Eleven-year-old Abbey shuffled down the stairs. “Mom, I don’t feel like going to school. Can I please stay home today?” she begged.
“Why? You usually want to get there early.” With worry in her voice, her mom said, “Let me take your temperature.”
As much as she loved school, Abbey had never hoped for fever so much in all her life.
Looking at the thermometer, Abbey’s mom said, “No fever, and your skin color looks normal. If you get sick, Mrs. Kemp, the nurse, will call me.”
Tears poured down Abbey’s face. Mrs. Kemp was kind, but you had to have proof, such as fever or vomiting, before she would call your parents.
“Why are you crying?” asked her mom.
“Today is class picture day, and I’ll be the only bald kid in the picture,” Abbey sobbed.
“You can wear your purple hat. It’s your favorite,” said her mom.
“Then I’ll be the only one wearing a hat. Everyone will see it, and I’ll feel stupid.”

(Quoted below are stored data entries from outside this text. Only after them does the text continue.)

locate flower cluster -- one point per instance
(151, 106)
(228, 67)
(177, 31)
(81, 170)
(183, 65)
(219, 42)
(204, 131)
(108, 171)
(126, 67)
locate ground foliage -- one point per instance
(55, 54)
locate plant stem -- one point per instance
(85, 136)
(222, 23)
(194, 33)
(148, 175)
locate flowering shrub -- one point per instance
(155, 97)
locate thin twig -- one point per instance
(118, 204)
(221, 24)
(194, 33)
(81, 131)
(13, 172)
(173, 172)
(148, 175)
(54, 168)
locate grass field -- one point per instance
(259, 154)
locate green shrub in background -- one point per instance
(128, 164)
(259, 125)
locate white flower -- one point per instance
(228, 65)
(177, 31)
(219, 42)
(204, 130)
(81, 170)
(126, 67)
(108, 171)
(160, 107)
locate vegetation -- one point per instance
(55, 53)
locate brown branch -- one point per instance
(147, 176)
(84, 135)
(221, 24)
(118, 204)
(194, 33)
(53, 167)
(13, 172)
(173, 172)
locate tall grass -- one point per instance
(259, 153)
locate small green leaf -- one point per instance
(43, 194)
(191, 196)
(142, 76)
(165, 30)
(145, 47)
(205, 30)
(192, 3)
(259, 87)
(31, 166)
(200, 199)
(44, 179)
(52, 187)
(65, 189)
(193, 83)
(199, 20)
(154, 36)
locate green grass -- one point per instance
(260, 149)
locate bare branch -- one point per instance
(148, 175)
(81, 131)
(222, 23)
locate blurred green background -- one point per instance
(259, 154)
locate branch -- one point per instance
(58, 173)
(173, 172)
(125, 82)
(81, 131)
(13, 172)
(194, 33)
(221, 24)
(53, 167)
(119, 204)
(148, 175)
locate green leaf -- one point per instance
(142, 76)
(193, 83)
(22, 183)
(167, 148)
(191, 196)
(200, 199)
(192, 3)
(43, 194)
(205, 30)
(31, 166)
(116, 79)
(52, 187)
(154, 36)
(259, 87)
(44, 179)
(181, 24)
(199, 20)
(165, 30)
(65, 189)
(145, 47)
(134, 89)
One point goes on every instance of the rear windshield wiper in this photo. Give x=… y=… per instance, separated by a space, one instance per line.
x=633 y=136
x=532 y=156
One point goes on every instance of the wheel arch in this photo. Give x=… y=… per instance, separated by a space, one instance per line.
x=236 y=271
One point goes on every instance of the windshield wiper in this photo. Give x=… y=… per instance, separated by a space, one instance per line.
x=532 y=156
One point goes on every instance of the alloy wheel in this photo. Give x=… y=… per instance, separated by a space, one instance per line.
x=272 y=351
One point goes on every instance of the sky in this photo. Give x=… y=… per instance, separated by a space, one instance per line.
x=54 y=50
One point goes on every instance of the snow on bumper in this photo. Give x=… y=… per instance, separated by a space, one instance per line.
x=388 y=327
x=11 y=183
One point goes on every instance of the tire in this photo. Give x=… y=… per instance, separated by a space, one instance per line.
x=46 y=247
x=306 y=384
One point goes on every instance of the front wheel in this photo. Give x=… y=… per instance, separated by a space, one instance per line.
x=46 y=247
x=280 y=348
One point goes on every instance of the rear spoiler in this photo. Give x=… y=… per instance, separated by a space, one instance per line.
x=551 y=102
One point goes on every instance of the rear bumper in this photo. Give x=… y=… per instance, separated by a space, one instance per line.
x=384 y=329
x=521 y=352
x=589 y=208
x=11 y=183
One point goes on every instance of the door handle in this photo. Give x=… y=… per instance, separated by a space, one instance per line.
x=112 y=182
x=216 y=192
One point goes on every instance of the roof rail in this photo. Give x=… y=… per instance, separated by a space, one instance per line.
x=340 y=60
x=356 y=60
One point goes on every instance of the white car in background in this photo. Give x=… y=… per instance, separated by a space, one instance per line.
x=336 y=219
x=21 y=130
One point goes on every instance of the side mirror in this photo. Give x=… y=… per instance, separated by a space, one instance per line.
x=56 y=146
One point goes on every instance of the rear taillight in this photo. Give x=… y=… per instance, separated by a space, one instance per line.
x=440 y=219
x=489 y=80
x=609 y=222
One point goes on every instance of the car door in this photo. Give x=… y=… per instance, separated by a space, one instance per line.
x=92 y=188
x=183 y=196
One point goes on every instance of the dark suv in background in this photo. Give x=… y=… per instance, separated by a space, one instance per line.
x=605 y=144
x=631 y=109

Walking to the car, Abbey’s mom said, “You’re a strong girl. You’ve overcome a lot of obstacles in life. Even if you don’t have hair right now, you’re still the kind, caring person you’ve always been. That’s what others will remember.”
When they got to school, Abbey mom hugged her as she handed her the hat. “You decide,” her mom said with a smile.

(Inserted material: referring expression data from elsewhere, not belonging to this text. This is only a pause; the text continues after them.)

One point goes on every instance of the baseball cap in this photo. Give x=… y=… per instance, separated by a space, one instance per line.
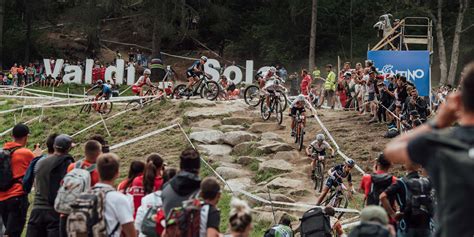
x=374 y=213
x=63 y=142
x=20 y=130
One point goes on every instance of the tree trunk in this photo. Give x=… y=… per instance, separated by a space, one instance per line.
x=312 y=38
x=463 y=6
x=2 y=13
x=443 y=63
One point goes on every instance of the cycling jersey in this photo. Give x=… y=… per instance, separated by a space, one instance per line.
x=190 y=71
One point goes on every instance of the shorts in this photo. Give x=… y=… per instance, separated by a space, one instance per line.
x=294 y=110
x=371 y=96
x=328 y=93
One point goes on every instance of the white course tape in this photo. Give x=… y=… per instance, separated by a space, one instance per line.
x=136 y=139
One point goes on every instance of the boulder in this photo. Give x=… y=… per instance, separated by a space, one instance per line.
x=235 y=137
x=228 y=128
x=216 y=150
x=265 y=127
x=240 y=183
x=287 y=155
x=207 y=136
x=284 y=183
x=237 y=121
x=275 y=147
x=279 y=165
x=271 y=136
x=231 y=173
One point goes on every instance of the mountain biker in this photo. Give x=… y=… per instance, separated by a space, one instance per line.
x=105 y=92
x=142 y=81
x=336 y=176
x=298 y=105
x=193 y=72
x=318 y=148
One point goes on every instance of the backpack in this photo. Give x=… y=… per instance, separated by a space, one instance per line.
x=29 y=177
x=315 y=223
x=87 y=216
x=185 y=221
x=7 y=180
x=419 y=201
x=279 y=231
x=369 y=229
x=73 y=184
x=380 y=182
x=150 y=219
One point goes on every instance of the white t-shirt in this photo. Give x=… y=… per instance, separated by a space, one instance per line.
x=117 y=210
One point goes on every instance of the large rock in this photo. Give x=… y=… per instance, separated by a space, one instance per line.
x=207 y=137
x=287 y=155
x=271 y=136
x=236 y=137
x=275 y=147
x=284 y=183
x=245 y=148
x=231 y=173
x=215 y=150
x=279 y=165
x=240 y=183
x=265 y=127
x=237 y=121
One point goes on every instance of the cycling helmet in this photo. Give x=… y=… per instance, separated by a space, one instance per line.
x=350 y=163
x=320 y=137
x=300 y=98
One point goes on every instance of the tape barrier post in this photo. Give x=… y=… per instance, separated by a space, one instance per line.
x=136 y=139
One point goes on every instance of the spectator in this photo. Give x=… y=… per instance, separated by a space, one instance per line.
x=185 y=184
x=373 y=222
x=118 y=212
x=306 y=81
x=409 y=221
x=136 y=169
x=329 y=87
x=149 y=182
x=240 y=218
x=374 y=184
x=448 y=159
x=44 y=220
x=210 y=215
x=417 y=103
x=13 y=200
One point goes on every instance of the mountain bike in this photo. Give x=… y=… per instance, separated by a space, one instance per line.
x=337 y=198
x=101 y=107
x=299 y=130
x=140 y=102
x=317 y=174
x=275 y=106
x=205 y=87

As she entered the classroom, Abbey noticed some of the kids whispering and looking at her—even her best friend, Corina. Abbey was so tired of people staring at her. She crammed the hat down in her backpack and sat down.
Later, Mrs. Briley asked everyone to get ready for pictures. As Abbey walked to the restroom, she tried to decide whether to be the only one wearing a hat or the only bald kid in the picture. She didn’t like either choice.
Feeling sad and alone, Abbey headed to the nurse’s office instead of back to class. “I’ll tell her I’m about to throw up. She’ll let me lie down, and I’ll have to miss the picture,” Abbey thought.
But the closer she got to the nurse’s door, the more she thought how sad her mom would be that she wasn’t in the class picture.
“I’ll do it for Mom,” she decided. “She’s been there for me through chemotherapy sessions. She always makes things better when I’m feeling down.”
Walking into the classroom, Abbey’s face lit up like the brightest star in the night. Everyone had on hats! Even the boys!
Corina dashed over to Abbey’s side and gave her a hug. “You always look so cool in your hats, I asked Mrs. Briley if we could all wear hats with you for our class picture,” Corina said.
Abbey squeezed her friend and admired her blue hat with yellow lightning bolts. “Awesome hat,” she said.
When Abbey’s mom picked her up from school, she said, “I hope you smiled as much for your picture as you are right now.”
“Oh trust me. I did!” Abbey said, beaming.